Meteo prossimi giorni: riecco il grande INVERNO, dal FREDDO al rischio GELO

Meteo prossimi giorni: riecco il grande INVERNO, dal FREDDO al rischio GELO

Freddo in arrivo e qualche nevicata fino a quote basse nel weekend. Poi gelo russo proverà a sfondare

METEO SINO AL 25 GENNAIO 2022, ANALISI E PREVISIONE

Cambia bruscamente il meteo sull’Italia, per l’approssimarsi di un fronte freddo dal Nord Europa sospinto da correnti artiche. Questa incursione perturbata segue una rotta più occidentale delle precedenti e pertanto ci sarà un certo coinvolgimento della nostra Penisola. Inizialmente il peggioramento sarà associato al richiamo d’aria umida.

METEO SINO AL 25 GENNAIO 2022, ANALISI E PREVISIONE

PEGGIORAMENTO INVERNALE CON NEVE A QUOTE VIA VIA PIU’ BASSE

VERSO FASE ACUTA FREDDO NEL WEEKEND AL CENTRO-SUD

NUCLEO GELIDO IN ROTTA VERSO ITALIA AD INIZIO SETTIMANA

Nel corso di giovedì transiterà il fronte principale vero e proprio, che aprirà la strada al dilagare dell’artica da nord che causerà un netto raffreddamento. L’instabilità, associata all’intrusione fredda, penalizzerà alcune aree del Centro-Sud, con neve fino a quote collinari o basse sul finire della settimana. Le temperature si abbasseranno dappertutto verso valori sotto media.
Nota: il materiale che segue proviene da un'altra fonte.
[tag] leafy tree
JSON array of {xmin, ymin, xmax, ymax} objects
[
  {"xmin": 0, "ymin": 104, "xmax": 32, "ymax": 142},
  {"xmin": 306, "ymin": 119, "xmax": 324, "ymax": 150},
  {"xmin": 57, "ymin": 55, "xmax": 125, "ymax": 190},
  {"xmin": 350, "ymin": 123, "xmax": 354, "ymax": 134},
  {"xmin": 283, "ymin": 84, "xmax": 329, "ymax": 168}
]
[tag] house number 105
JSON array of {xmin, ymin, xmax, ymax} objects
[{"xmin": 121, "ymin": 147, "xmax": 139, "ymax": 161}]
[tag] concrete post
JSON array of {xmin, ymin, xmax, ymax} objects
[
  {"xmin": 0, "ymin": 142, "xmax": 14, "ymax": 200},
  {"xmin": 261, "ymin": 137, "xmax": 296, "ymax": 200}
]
PEGGIORAMENTO INVERNALE CON NEVE A QUOTE VIA VIA PIU’ BASSE

Il fronte freddo punterà l’Italia con l’anticiclone che si farà da parte e sposterà i propri massimi di pressione sul Regno Unito. La perturbazione vera e propria, apripista all’aria fredda artica, nel corso di giovedì entrerà sull’Italia presentandosi poi più attiva al Centro-Sud ma con qualche fugace fenomeno anche sul Nord-Est.

Il fronte instabile sarà seguito dal flusso d’aria artica, che entrerà nel vivo alla fine di giovedì penetrando dalla Porta della Bora. Le correnti fredde irromperanno lungo l’intera Penisola, portando un generale calo termico più importante sui versanti orientali. Venerdì ritroveremo meteo instabile tra regioni adriatiche e medio-basso versante tirrenico, con neve fino a quote collinari.

VERSO FASE ACUTA FREDDO NEL WEEKEND AL CENTRO-SUD

I versanti adriatici ed il Sud Italia saranno le aree d’Italia maggiormente coinvolte dal flusso freddo, veicolato da correnti nord-orientali provenienti dai Balcani. Il raffreddamento sarà comunque generalizzato, con temperature che un po’ ovunque si porteranno al di sotto della media del periodo. Venti di Bora e Grecale sferzeranno soprattutto il Centro-Sud.

Già nel corso del weekend la saccatura artica tenderà a traslare lentamente verso levante, per effetto di una nuova spinta da ovest del campo anticiclonico. Le regioni adriatiche e l’estremo Sud resteranno comunque sotto tiro di ulteriori ingerenze d’aria fredda dai Balcani, con qualche isolato fenomeno nevoso sino a bassa quota.

NUCLEO GELIDO IN ROTTA VERSO ITALIA AD INIZIO SETTIMANA

L’alta pressione euro-atlantica troverà un varco per espandersi verso nord-est, fino ad agganciare l’anticiclone presente sulla Russia. Questo ponte andrà a creare i presupposti per l’espansione da ovest di un vasto lago d’aria gelida sull’area carpatico-danubiana e sui Balcani. Aria particolarmente fredda sfonderà così verso l’Italia, portando un netto peggioramento al Centro-Sud.

In questo frangente ci attendiamo lo sviluppo di un profondo vortice ciclonico tra il Mar Ionio e l’Egeo, che contribuirà a richiamare le correnti molto fredde d’origine russa. Le nevicate potranno raggiungere anche le pianure e localmente le aree costiere adriatiche, vista l’aria gelida con caratteristiche continentali.

La progressione dell’aria gelida verso ovest, in direzione dell’Italia, è ancora molto incerta e tutto dipenderà dalla posizione precisa che assumerà l’anticiclone. Questa fase clou dell’inverno potrebbe protrarsi fin verso fine mese, quando ricorrono i Giorni della Merla, considerati per tradizione i più freddi dell’anno.